Building a Near-Real Time (NRT) Data Pipeline using Debezium, Kafka, and Snowflake

Authors: Arun Kumar Ponnurangam, Karunakar Goud

Institutional investors in real estate usually require several discussions to finalize their investment strategies and goals. They need to acquire properties on a large scale and at a fast pace. To facilitate this, the pipeline must be refreshed in near-real-time with properties that have recently come on to the market.

With this business use case, we worked to get home listing data to the operational data store (ODS), PostgreSQL, and sync them to the cloud data warehouse, Snowflake.

We solve the first part of the challenge —collecting data about new property listings— by using a real estate data aggregator called Xome to exchange data and load them into the ODS.

Next, we feed the properties in the ODS in near-real-time (NRT) to the Snowflake data warehouse. An analytics engine filters and selects homes based on the buy-box criteria set by investors, enriched by supporting data such as nearby schools and their ratings; neighborhood crime levels; proximity to healthcare facilities and public transportation, etc. The analytics engine then ranks the properties based on the cap rate, discount, and yield.

The property ranks are sent back into the ODS, giving underwriters a prioritized list based on their ranking. Underwriters can adjudicate risks, calculate financials like the target offer price, renovation cost, and estimated returns, and store their results in the same ODS.

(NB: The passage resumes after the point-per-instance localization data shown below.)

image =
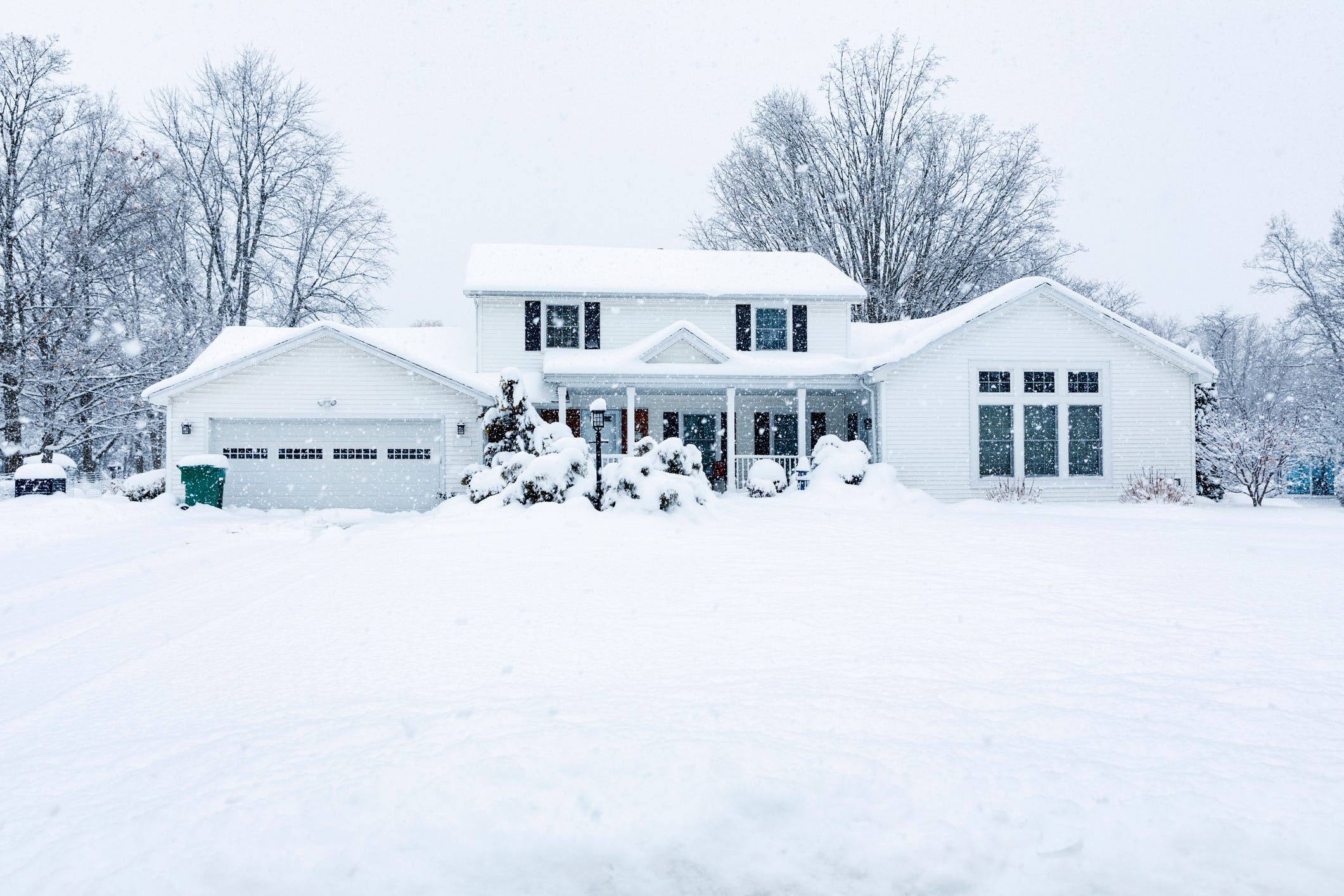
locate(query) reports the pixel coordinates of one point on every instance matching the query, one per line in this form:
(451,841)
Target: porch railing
(742,466)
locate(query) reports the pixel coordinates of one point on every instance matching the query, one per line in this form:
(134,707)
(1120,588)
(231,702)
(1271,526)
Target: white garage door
(385,465)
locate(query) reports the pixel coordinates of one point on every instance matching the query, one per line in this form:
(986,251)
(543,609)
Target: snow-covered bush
(1153,487)
(509,423)
(143,487)
(767,478)
(664,476)
(835,460)
(1014,492)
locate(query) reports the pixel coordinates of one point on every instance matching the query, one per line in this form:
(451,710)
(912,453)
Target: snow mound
(767,478)
(835,461)
(658,476)
(61,460)
(39,472)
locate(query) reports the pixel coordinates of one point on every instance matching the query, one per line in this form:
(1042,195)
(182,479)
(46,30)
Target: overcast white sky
(1181,127)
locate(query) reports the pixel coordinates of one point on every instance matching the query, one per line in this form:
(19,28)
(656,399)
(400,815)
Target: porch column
(803,423)
(629,419)
(731,397)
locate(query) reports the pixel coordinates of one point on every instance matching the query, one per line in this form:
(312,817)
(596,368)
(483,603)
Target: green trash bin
(203,478)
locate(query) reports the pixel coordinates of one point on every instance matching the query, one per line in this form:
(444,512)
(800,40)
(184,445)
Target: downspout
(873,406)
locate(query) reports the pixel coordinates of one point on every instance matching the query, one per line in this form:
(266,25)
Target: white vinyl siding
(499,324)
(930,418)
(291,385)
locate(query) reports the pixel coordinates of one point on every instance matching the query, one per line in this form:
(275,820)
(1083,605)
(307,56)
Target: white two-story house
(745,355)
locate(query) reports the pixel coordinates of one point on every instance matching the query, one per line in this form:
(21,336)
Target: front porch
(733,426)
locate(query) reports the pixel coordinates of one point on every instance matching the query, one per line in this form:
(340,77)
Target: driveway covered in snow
(802,695)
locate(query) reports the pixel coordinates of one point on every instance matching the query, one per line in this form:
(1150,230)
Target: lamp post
(597,410)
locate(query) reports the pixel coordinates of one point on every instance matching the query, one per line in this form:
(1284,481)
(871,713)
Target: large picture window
(562,327)
(1085,445)
(1040,442)
(772,330)
(996,440)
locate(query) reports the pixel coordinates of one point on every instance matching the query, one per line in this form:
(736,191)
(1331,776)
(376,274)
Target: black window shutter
(532,327)
(743,328)
(592,324)
(800,328)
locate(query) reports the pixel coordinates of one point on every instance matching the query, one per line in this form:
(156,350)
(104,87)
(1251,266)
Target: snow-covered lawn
(792,696)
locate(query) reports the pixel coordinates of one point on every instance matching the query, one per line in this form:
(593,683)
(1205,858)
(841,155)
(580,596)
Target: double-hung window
(1085,442)
(1038,423)
(772,330)
(562,327)
(1040,440)
(996,440)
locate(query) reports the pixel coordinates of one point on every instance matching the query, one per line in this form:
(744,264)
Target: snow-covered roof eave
(164,390)
(994,303)
(703,297)
(523,269)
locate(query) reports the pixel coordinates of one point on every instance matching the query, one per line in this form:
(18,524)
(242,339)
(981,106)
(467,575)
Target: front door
(702,430)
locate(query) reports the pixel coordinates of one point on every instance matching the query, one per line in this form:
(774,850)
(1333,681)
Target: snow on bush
(1014,492)
(659,476)
(767,478)
(838,461)
(1153,487)
(554,475)
(143,487)
(527,461)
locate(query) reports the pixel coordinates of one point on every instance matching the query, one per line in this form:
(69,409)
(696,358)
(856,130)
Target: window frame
(579,324)
(1061,398)
(785,330)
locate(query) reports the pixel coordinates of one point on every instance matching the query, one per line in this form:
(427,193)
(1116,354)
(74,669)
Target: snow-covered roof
(637,357)
(893,343)
(592,271)
(445,352)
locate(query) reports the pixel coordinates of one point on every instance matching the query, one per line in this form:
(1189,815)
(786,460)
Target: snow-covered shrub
(767,478)
(143,487)
(667,476)
(511,432)
(509,423)
(1153,487)
(839,461)
(561,468)
(1014,492)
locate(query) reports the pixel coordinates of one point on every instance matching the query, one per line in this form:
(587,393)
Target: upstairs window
(1085,440)
(772,330)
(995,382)
(1084,382)
(562,327)
(1038,382)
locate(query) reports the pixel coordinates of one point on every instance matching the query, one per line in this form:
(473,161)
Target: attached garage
(330,417)
(378,464)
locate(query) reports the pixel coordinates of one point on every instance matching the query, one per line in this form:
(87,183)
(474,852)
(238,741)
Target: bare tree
(332,255)
(34,117)
(1314,272)
(274,234)
(923,207)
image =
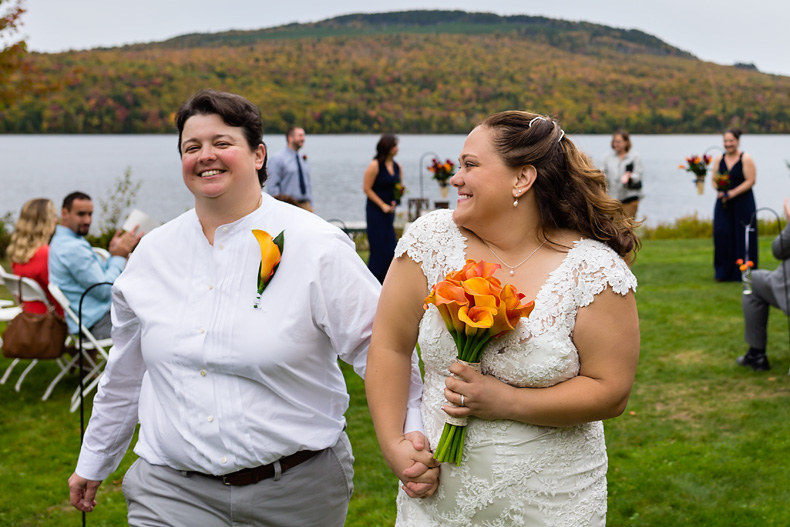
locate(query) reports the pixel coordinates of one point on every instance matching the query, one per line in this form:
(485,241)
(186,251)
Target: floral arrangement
(271,253)
(722,181)
(476,308)
(399,191)
(699,167)
(441,171)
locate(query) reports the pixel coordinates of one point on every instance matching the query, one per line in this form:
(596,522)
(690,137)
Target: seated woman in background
(29,248)
(381,177)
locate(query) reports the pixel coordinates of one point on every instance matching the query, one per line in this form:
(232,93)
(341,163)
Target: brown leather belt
(248,476)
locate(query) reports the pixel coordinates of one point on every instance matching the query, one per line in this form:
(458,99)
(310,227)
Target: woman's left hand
(484,396)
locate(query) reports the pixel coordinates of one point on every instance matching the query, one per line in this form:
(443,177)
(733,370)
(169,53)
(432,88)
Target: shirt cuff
(95,467)
(413,422)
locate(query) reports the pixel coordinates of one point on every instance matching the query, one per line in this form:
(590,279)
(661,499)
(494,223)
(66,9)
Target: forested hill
(407,72)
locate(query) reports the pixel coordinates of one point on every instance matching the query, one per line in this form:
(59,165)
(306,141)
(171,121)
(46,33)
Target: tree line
(404,82)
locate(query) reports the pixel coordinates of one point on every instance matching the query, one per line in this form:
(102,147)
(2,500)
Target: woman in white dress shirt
(623,169)
(240,401)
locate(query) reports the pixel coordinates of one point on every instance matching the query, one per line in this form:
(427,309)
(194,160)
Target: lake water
(54,165)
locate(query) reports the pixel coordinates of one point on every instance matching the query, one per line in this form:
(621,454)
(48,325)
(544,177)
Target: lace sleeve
(434,242)
(598,267)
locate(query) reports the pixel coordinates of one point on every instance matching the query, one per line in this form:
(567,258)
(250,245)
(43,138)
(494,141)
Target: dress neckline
(552,273)
(729,168)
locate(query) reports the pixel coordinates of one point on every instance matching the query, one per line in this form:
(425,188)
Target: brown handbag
(35,335)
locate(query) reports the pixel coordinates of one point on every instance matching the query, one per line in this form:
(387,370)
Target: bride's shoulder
(597,263)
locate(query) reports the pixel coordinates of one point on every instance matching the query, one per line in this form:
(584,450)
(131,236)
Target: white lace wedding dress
(514,474)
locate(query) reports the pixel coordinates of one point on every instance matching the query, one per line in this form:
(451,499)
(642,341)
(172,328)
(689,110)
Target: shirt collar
(65,231)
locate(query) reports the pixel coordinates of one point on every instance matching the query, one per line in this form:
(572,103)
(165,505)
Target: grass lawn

Here is how we built the NRT pipeline from the Amazon Web Services (AWS) Postgres data source to Snowflake. Our solution:

– Uses the database log as the seed for transferring data, as it is minimally invasive to production systems;
– Employs Debezium, an open-source connector that listens for changes in log files and records them as consumable events;
– Transfers events reliably using Kafka, the distributed messaging system;
Connects Kafka to Snowflake directly and writes to Snowflake using Snowpipe, stages, files, and tables; and
– Schedules Snowflake tasks to merge the final data sets to the target table.

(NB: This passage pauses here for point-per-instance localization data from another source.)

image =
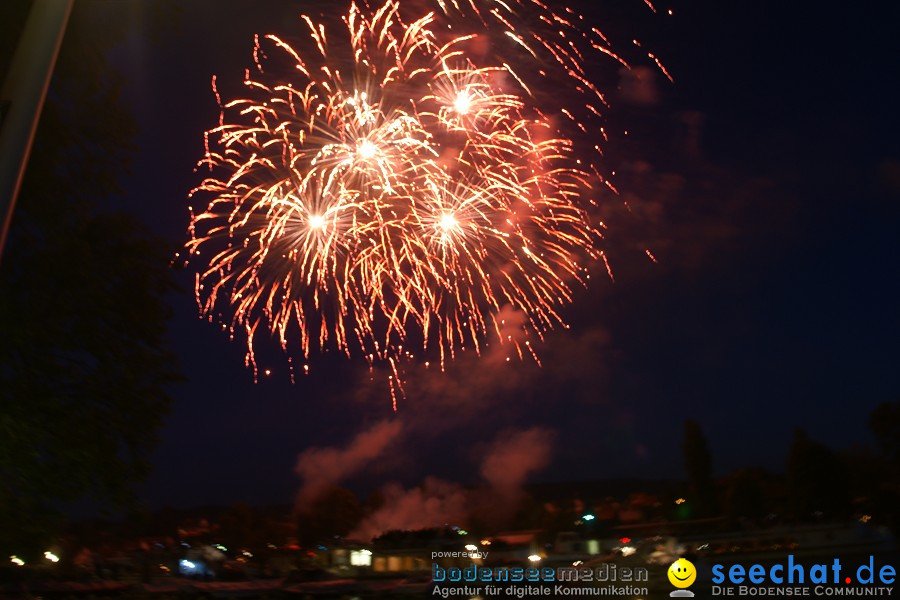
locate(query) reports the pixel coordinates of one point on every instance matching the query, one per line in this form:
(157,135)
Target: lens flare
(390,188)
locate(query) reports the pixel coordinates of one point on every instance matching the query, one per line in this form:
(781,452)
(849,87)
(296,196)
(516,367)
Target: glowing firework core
(448,222)
(463,103)
(399,175)
(366,150)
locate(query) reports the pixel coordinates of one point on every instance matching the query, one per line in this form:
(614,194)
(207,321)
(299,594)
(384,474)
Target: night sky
(765,181)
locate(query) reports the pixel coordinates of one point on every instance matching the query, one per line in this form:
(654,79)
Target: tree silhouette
(816,479)
(698,464)
(334,513)
(84,371)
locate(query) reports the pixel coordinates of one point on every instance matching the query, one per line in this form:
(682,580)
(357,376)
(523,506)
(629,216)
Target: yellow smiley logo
(682,573)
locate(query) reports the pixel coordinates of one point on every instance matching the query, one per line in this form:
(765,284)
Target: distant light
(361,558)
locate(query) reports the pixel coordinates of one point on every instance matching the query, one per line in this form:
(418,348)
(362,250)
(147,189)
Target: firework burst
(397,186)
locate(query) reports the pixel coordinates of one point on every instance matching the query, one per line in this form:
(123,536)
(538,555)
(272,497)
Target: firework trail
(397,183)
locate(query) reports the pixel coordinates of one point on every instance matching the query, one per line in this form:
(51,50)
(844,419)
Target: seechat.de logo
(682,575)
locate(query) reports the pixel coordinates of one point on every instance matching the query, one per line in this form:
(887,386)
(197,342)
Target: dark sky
(765,181)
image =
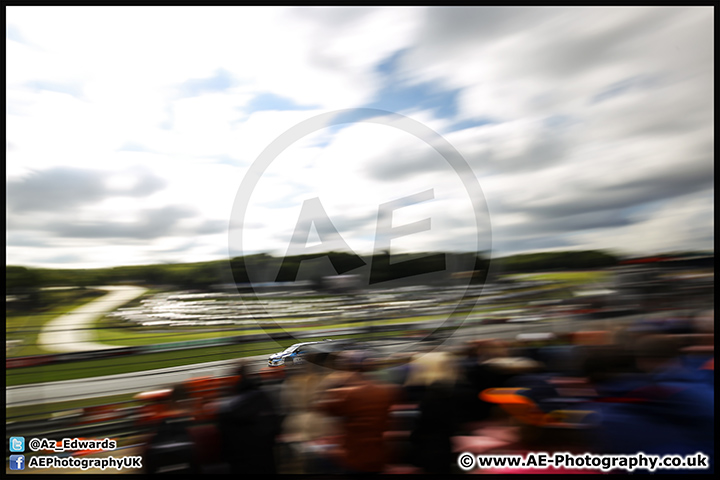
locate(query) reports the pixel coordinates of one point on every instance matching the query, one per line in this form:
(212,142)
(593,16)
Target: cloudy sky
(142,135)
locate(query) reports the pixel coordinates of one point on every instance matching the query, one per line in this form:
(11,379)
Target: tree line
(266,268)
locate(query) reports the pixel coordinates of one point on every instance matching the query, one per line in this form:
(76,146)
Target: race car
(293,354)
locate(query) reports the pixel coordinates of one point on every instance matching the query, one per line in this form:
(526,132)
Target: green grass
(27,326)
(137,337)
(45,410)
(571,278)
(139,363)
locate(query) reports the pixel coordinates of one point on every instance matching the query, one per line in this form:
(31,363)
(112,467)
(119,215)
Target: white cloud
(597,114)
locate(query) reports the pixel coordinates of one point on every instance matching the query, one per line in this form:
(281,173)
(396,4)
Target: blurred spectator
(432,380)
(171,448)
(668,409)
(302,424)
(362,405)
(249,423)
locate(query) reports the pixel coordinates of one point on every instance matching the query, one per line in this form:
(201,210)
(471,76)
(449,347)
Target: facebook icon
(17,444)
(17,462)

Solution architecture demonstrating the high-level flow and relationship between components

Here, step by step is how to do it:

A. Configure PostgreSQL in AWS RDS

1. To capture DML changes that persist in the database, set the Write-Ahead-Log (WAL) level to logical.

Create a new parameter group and set the value of rds.logical_replication to 1.
Modify the database instance to associate to this customized parameter group.

2. Log into PostgreSQL and check the WAL level.

SHOW wal_level

It should be set to logical.

3. Create a replication slot to stream the sequence of changes from the database.
The built-in logical decoding process extracts DML changes from the database log into a row format that is easy to understand.

SELECT * FROM pg_create_logical_replication_slot(, ‘wal2json’);

B. Configure the Debezium and Kafka cluster

We use Debezium and Kafka in a cluster as the event messaging system that reads data from the database logs and loads them into Snowflake.

To demonstrate this use case, we have selected the minimum hardware requirements to execute this pipeline for a sample of records. To extend this to cluster size requirements for production data, please refer to the product documentation.

 

1. Prepare the hardware

For connector nodes, we use memory-optimized machines; for Kafka brokers, CPU-optimised machines with high storage capacity.
Install Java and open-source Kafka on all the machines and set up a $KAFKA_HOME directory.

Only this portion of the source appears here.